Have you ever wondered how to increase learning success with fewer resources? Sounds like blended learning could be the answer you have been looking for! Mixing in-person training with digital tools as a blended learning programme offers a wide range of benefits for your organisation, your employees and their learning success.
(If you want to read more on why it’s worth including a digital tool as a training business, click here.)
Increasing Learning Success
In any learning intervention, the end goal is to create learning transfer and ultimately a change in behaviour and/or mindset. Blending Learning in some respects is spaced learning; there are several studies that suggest that exploring content, allowing some time to pass and then revisiting the same content, increases the amount of knowledge retained. Ongoing, learners are layering knowledge, applying ideas, practising and gaining feedback on an ongoing basis. This allows them to develop a deeper and long-lasting learning experience.
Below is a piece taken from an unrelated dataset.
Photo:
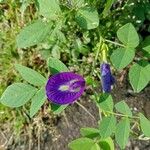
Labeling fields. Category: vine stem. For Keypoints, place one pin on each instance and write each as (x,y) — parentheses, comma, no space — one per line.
(85,110)
(115,43)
This is especially important for topics such as communication or leadership, where learning is not solely based on rational understanding but requires a deeper level of self-awareness.
Access to Experts
Bringing learners together in one physical place to benefit from in-company or external experts can be costly and time expensive. In a Blended Learning programme, you can get creative in how you would bring the experts to the learners. For example, the online aspects of a Blended Learning programme could help facilitate having a guest on a webinar or a motivating video, which learners could watch in their own time.
Independent of Time and Location
A major benefit to a Blended Learning programme is how it can be designed so that a big part of the learning can be done when it suits the learner. These programmes blend a mix of synchronous (events are occurring in a certain time order that can be predicted) and asynchronous (no time order and unpredictable; events can, and do, interchange).
Some of the programme will be at a fixed point in time, where people come together to learn. But other aspects of the learning, such as assignments, reading, watching videos and e-learning can be done at a time that suits the learner. They can choose when and where they want to do it, be it in the evenings or during their commute, whatever time of day works best for them. With finding time to learn as the number one challenge for learners, this is a huge advantage!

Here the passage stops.